In a departure from the design of traditional e-books, the Sony Reader screen isn't backlit and doesn't flicker, so there is no risk of eyestrain associated with these issues. The unit is about paperback-book sized, around one-third of an inch thick, and retails for about $350 on Sony's web site. Borders bookstores plan to start carrying the reader in October.
The Massachusetts Institute of Technology spin-off company E Ink Corp. developed the technology for the display, building it out of tiny capsules with particles of white and black ink. When the sides of the capsules facing the reader are exposed to a static electrical charge, the white ink particles are attracted to the face, turning the pixel light grey. Reversing the charge attracts the black pigments, and turns the pixels dark grey, which makes up the text.
While the display is readable from any angle, just like paper, a review of the unit at ThisIsLondon.co.uk notes that the contrast of the screen does not compare to paper, because the "paper" isn't actually white and the text isn't actually black. The review also said the letters are a bit jagged despite the screen's 800 x 600 resolution. Photographs displayed on the Sony Reader look like "black-and-white photocopies," according to the review, but the writer acknowledges that it is still the best electronic reading medium currently available.
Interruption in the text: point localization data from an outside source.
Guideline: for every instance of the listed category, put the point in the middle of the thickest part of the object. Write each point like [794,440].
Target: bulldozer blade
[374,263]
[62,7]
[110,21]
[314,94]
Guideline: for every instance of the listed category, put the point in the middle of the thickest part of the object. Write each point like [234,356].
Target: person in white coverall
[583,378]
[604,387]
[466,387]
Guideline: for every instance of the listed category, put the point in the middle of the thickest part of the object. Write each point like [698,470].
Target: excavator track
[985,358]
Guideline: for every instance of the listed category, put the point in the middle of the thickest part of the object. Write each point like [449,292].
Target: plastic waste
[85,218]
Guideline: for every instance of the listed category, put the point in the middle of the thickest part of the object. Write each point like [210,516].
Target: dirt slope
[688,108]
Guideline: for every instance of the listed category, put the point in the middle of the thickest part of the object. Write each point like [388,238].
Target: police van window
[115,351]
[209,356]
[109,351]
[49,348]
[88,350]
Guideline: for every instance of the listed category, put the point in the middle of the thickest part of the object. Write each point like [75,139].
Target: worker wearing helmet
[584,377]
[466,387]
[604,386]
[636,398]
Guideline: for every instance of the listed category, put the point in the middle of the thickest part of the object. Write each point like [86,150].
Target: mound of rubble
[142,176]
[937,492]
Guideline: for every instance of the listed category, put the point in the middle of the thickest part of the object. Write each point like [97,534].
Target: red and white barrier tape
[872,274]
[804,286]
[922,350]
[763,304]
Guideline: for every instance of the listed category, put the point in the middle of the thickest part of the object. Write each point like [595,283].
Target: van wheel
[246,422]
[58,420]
Another positive feature of the Sony Reader is its power efficiency; Sony claims it can display up to 7,500 pages when its lithium battery is fully charged. This is because the reader only really uses power when the user turns an electronic page; just displaying a page only uses the trace amount of power required to keep the device turned on.
The reader has an internal memory capable of storing around 100 books, depending on their size, but it can be expanded with SD cards or Memory Sticks.